Days before Yu's arrest a bold manifesto began circulating on the internet in his name. Similar manifestos were soon issued in the names of farmers involved in other epic land disputes in Shaanxi, Tianjin and Jiangsu provinces. They caught the attention of China journalists, scholars and analysts because they called for individual rural land ownership, in breach of the Chinese Constitution's requirement of collective ownership.

''If the movement indeed takes off, it will be a true, true, bottom-up land revolution,'' wrote Professor Fei-Ling Wang, of Georgia Institute of Technology, at the time.

Yu Changwu says he has no idea who wrote the revolutionary manifesto issued in his name together with a leader from another village, Wang Guilin. Yu is yet to learn how to use a computer and can barely read. ''We definitely don't want privatisation; we want collective land ownership and household distribution,'' says Yu, echoing official government policy.

Indeed, the undated handwritten land declaration signed by Yu and six other elected village leaders reads: ''We urgently demand turning back 966 hectares of collective land in Nangang village and safeguard the collective land ownership.'' Nevertheless, Yu was sentenced without court proceedings for ''disturbing socialist order'', involving 18 months of ''re-education'' making chemical fertiliser and packaging chopsticks.

Occasionally he would overhear chatter from his captors: ''What are you doing this afternoon? I'm going to see my land. How much rent are you getting ? ''

His comrade-in-arms, Wang Guilin, served an 18-month sentence for subversion. Li Zhiying, the Beijing land activist, hints at why Yu's records differ so greatly from the internet declaration and international media reports.
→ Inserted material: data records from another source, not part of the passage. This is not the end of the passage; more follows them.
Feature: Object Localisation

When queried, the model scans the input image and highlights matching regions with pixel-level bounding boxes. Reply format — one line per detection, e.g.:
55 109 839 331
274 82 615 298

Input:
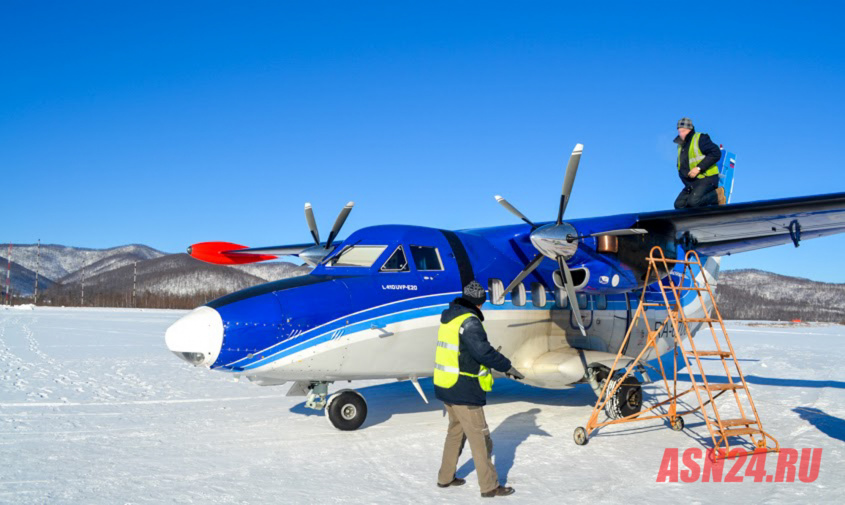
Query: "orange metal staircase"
573 246 779 459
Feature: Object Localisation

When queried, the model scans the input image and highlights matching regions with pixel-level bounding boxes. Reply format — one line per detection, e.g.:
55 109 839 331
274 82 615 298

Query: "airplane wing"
635 192 845 256
187 241 318 265
226 243 317 256
188 202 355 266
187 241 346 266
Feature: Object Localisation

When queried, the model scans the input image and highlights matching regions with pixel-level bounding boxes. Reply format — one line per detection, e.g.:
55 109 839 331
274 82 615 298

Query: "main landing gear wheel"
573 426 588 446
671 416 685 431
604 375 642 420
326 390 368 431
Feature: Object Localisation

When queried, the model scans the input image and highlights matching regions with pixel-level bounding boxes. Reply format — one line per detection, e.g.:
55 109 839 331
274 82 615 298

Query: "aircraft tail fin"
717 148 736 204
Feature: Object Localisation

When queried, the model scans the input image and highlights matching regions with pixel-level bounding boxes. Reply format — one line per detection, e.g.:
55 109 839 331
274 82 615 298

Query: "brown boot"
481 485 515 497
437 477 466 488
716 187 726 205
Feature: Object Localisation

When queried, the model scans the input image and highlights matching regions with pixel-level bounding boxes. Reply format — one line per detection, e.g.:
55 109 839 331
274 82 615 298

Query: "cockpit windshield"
326 245 388 267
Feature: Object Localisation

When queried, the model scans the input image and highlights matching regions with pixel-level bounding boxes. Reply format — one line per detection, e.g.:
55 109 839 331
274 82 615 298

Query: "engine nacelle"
553 260 639 294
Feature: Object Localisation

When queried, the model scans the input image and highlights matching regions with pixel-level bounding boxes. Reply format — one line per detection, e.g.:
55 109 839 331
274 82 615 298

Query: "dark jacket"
434 297 512 406
674 129 721 187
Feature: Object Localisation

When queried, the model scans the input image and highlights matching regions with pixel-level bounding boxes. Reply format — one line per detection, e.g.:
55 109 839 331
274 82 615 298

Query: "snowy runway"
1 307 843 504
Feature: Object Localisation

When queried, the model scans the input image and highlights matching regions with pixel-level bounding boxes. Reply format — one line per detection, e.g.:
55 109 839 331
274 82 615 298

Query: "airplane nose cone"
165 306 224 367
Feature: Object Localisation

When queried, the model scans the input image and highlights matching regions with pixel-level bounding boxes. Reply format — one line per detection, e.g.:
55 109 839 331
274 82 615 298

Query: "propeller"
305 203 320 245
494 143 587 336
300 201 355 266
304 201 354 249
557 143 582 225
325 201 354 249
557 256 585 336
495 196 537 229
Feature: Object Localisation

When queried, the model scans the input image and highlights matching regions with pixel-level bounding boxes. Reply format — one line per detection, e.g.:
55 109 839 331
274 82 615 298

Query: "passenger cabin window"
327 245 387 267
410 245 443 271
512 284 526 306
578 293 588 310
531 283 547 307
596 294 608 310
489 279 504 306
554 287 568 308
380 246 409 272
''I planned it all,'' Li says. ''Of course I'm sorry about their imprisonment, but I do not feel guilty. This is China, there is nothing one can do. Personal sacrifice is necessary for the state to progress. Yu Changwu and Wang Guilin may not be aware of how significant this was in Chinese history.''

The Fujin government did not reply to questions. But the Herald has obtained the Fujin Propaganda Bureau's 2008 response to questions from the central government.

''The land conflict became worse since 2007 because of the cheating and lies of overseas anti-Chinese forces and media together with illegal practitioners,'' it said. ''But we have solved most problems based on their requests and farmers were basically satisfied and social stability has been maintained.''

Activist Li Zhiying says the Fujin land saga was even used as a negative case study at the third plenum of the 17th Communist Party Congress in October 2008. President Hu Jintao had prepared the plenum to implement sweeping reforms to protect farmer's land rights, but he made little progress.

No officials involved in the Fujin dispute have been publicly disciplined. Many have been promoted.

In March last year 400 farmers at Changchunlin, Wang Guilin's village, attempted to replicate the earlier land redistribution, but they were attacked by 100 police and ''black society'' gangs, according to witnesses.

Yu and Wang Guiln were both released in June last year. Fifteen years of fighting for their land and dignity has taken a toll. ''Wang Guilin was bought off by the government,'' Yu says. ''They gave him 20 hectares. They offered me 50.''

Yu refused. He won't accept anything other than the return of all the village land. The farmers who once rallied to Yu's support still have only half their land, but they are wearying. ''I no longer have the influence in my village to organise anything like dividing land again,'' Yu says.

Hi mother, in the now-booming city of Yantai, is 84. Yu hasn't seen her since he left the army 30 years ago. At first Yu couldn't afford the train fare home. But since starting his epic struggle he can't bear to go home with nothing but 700,000 yuan in debts to show for it. He's counting on this story being brought to the attention of Premier Wen Jiabao.

''I'll go back when I succeed,'' Yu says.